Dallas, TX (June 16)-Biomedical researchers at the University of Texas (UT) Southwestern Medical Center and nanotechnology scientists at UT Dallas are collaborating on a study that seeks to selectively kill cancer cells using monoclonal antibodies to coat carbon nanotubes that heat up when exposed to near-infrared (NIR) light. The antibodies specifically target sites on lymphoma cells.
The research team showed that in cultures of cancerous lymphoma cells, the antibody-coated nanotubes attached to the cells’ surfaces. When the cells were exposed to NIR light, the nanotubes heated to the point of “cooking” the cells and killing them. In a separate study, scientists demonstrated that nanotubes that had been coated with an unrelated antibody did not bind to the tumor cells and were not able to kill the cells.
Although there has been research using nanotubes to destroy cancer cells with heat, the UT study is the first to show that both the antibody and the carbon nanotubes retained their physical properties and their functional abilities (i.e., binding and killing only the targeted cancer cells), even when the antibody-nanotube complex was placed in a setting designed to mimic conditions inside a human body. The NIR light would be an external light source, known to penetrate human tissue to about 1.5 inches.
Nanoparticle technology has gained considerable attention in research.

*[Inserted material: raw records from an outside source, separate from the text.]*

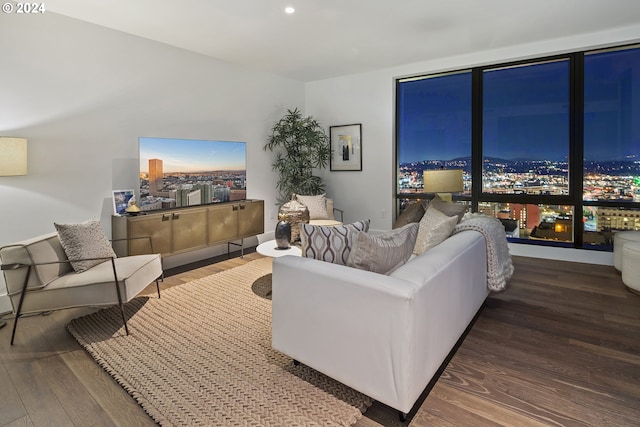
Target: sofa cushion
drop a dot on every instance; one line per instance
(447, 208)
(412, 213)
(434, 228)
(317, 205)
(383, 253)
(82, 241)
(330, 243)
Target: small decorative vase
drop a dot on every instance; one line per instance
(283, 234)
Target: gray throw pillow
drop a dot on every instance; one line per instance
(412, 213)
(447, 208)
(330, 243)
(82, 241)
(383, 253)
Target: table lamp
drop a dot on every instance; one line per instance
(443, 182)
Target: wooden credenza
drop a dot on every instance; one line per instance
(178, 230)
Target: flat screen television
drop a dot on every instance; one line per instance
(186, 172)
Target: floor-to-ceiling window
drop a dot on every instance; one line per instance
(550, 146)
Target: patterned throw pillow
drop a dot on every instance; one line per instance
(317, 205)
(330, 243)
(383, 253)
(434, 229)
(82, 241)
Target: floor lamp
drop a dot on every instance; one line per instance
(13, 161)
(443, 182)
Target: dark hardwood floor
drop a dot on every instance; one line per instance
(560, 347)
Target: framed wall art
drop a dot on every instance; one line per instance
(346, 147)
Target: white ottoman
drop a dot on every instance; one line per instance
(631, 266)
(620, 239)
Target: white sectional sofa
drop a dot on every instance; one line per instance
(383, 335)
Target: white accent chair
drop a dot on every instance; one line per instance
(39, 278)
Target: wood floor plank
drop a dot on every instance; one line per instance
(559, 347)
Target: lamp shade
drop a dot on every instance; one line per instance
(13, 156)
(443, 181)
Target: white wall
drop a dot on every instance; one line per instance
(368, 98)
(83, 94)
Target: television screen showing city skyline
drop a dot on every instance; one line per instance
(185, 172)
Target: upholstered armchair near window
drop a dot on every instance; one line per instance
(321, 209)
(75, 267)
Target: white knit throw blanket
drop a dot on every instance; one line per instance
(499, 266)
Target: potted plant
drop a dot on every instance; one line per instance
(301, 145)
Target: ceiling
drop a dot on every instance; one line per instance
(330, 38)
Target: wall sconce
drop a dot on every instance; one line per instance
(13, 156)
(443, 182)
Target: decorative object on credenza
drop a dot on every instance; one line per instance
(301, 146)
(283, 234)
(346, 147)
(121, 200)
(13, 156)
(295, 213)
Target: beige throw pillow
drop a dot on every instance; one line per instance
(330, 243)
(383, 253)
(82, 241)
(317, 205)
(434, 229)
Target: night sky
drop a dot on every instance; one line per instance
(526, 112)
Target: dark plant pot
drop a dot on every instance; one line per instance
(283, 235)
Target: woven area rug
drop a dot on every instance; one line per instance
(201, 356)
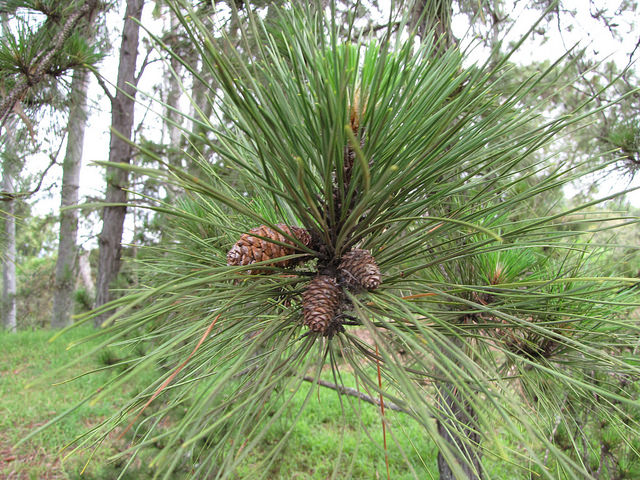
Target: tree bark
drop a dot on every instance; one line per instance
(66, 264)
(120, 151)
(426, 15)
(9, 258)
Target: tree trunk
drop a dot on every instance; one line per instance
(9, 258)
(66, 264)
(426, 15)
(122, 110)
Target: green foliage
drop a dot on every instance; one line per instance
(26, 403)
(399, 149)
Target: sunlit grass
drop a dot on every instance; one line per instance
(329, 429)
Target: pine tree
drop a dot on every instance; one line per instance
(410, 171)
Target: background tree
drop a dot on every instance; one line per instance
(67, 260)
(34, 58)
(122, 110)
(385, 189)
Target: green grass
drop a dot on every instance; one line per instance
(327, 442)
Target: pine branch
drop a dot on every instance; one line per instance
(354, 393)
(44, 61)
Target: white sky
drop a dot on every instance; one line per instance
(586, 30)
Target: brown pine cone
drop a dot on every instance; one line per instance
(321, 303)
(358, 269)
(251, 249)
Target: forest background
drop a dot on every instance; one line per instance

One challenge has been to ensure new nanomaterial does not damage healthy cells and organisms. “There are rational approaches to detecting and minimizing the potential for nonspecific toxicity of the nanoparticles developed in our studies,” says Rockford Draper, professor of molecular and cell biology and leader of the UT Dallas research team.
The research teams plans to carry their research into clinical trials using mice models.